Müller schüttelte wieder den Kopf, inzwischen offenbar mit dunklen Vorahnungen. »Sie haben ganz falsche Vorstellungen. Zur dänischen Zeit hätten Sie solche Fragen stellen können. Da war es anders, da hatten die Rumhersteller ihre eigenen Plantagen in Dänisch-Westindien, und der Hafen wimmelte von Schiffen. Stets war mindestens eines zu den Inseln bestimmt. Aber das ist lange her …«

Hansen brummte unzufrieden. Eine Sackgasse. Zumindest jetzt im Frühling konnte Gerda das Land auf diese Weise nicht verlassen haben.

»Nur der Dampfer«, ergänzte Müller nachdenklich. »Der hat Flensburg verlassen. Die Olivia.«

 

»Die Olivia?«, erkundigte sich Hansen irritiert. »Hat Nielsen denn einen Dampfer?« Er hütete sich zu erwähnen, dass er mit dem Prokurator gesprochen hatte.

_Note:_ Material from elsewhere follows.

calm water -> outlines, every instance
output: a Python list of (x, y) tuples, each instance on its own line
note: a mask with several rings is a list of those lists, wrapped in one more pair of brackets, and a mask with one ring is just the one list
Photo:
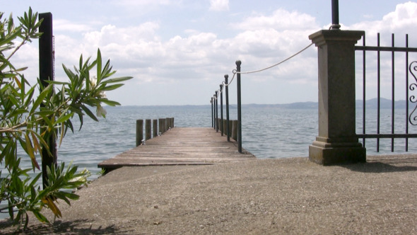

»Die Olivia«, bestätigte Müller. »Die ist zwar zur Bark umgerüstet worden, aber sie wird immer noch der Dampfer genannt. Alte Gewohnheit von uns Älteren, die wir die Olivia früher als schönsten Dampfer von Flensburg beladen haben. Sehr vornehm. Nahm damals auch Passagiere mit für Reichstaler, die wir beide im ganzen Jahr nicht verdienen.« Er stieß Hansen kumpelhaft mit dem Ellenbogen an und lachte verhalten.

Sönke Hansen grinste automatisch, während seine Gedanken zum Gespräch mit Christiansen zurückgingen. Hatte er ihn falsch verstanden? Nein, der hatte eindeutig gesagt, dass die Olivia verkauft sei. »Und die fährt immer noch für Nielsen?«

»Aber sicher doch! Regelmäßig. Nur dieses Mal war irgendetwas an ihr anders«, fuhr Müller fort. »Am Ballastufer war sie nicht, Ladung hatte sie auch nicht aufgenommen, und sie schwamm ungewöhnlich hoch auf. Ohne Ballast und ohne Ladung ist sie sehr rank, wissen Sie, und dann ist jede Fahrt gefährlich. Die wollte nicht nach Dänisch-Westindien oder Jamaika! Ich bin so gut wie sicher, dass sie keine weite Reise hatte.«

»Wo könnte sie dann hingefahren sein?«

»Ins Dock, denke ich«, antwortete Müller überzeugt. »Zur Reparatur.«

»Ach so, ja natürlich«, stimmte Sönke Hansen zu und verlor jedes Interesse an der Olivia. »Wie viele Rumfabrikanten gibt es eigentlich?«

»So um die fünfundzwanzig. Größere und kleinere. Die meisten haben keine eigenen Schiffe.« Müller trank sein mittlerweile drittes Bier aus und setzte den Krug mit Nachdruck auf die vielmals gescheuerte, fleckige Tischplatte.

»Und andere Reeder, die von Flensburg ihre Schiffe um die Welt schicken?« Hansen war sich sicher, dass nur der Eigner das Risiko auf sich nehmen konnte, Flüchtlinge auszuschleusen. Wenn Nielsen kein Schiff besaß, musste Ella sich irren.

Müller schüttelte stumm den Kopf.

»Tja, dann danke ich«, sagte Hansen zögernd. »Wenn mir noch etwas einfällt …«

»Jederzeit«, versicherte Peter Müller und winkte den Wirt heran.

Sönke Hansen bezahlte und trat hinter Müller ins Freie. Er stellte fest, dass es schon Nachmittag war und er die Hallig ganz bestimmt nicht mehr an diesem Tag erreichen würde. Darüber hinaus hatte sich sein Umweg nach Flensburg als Schlag ins Wasser herausgestellt, und er war so weit wie zuvor.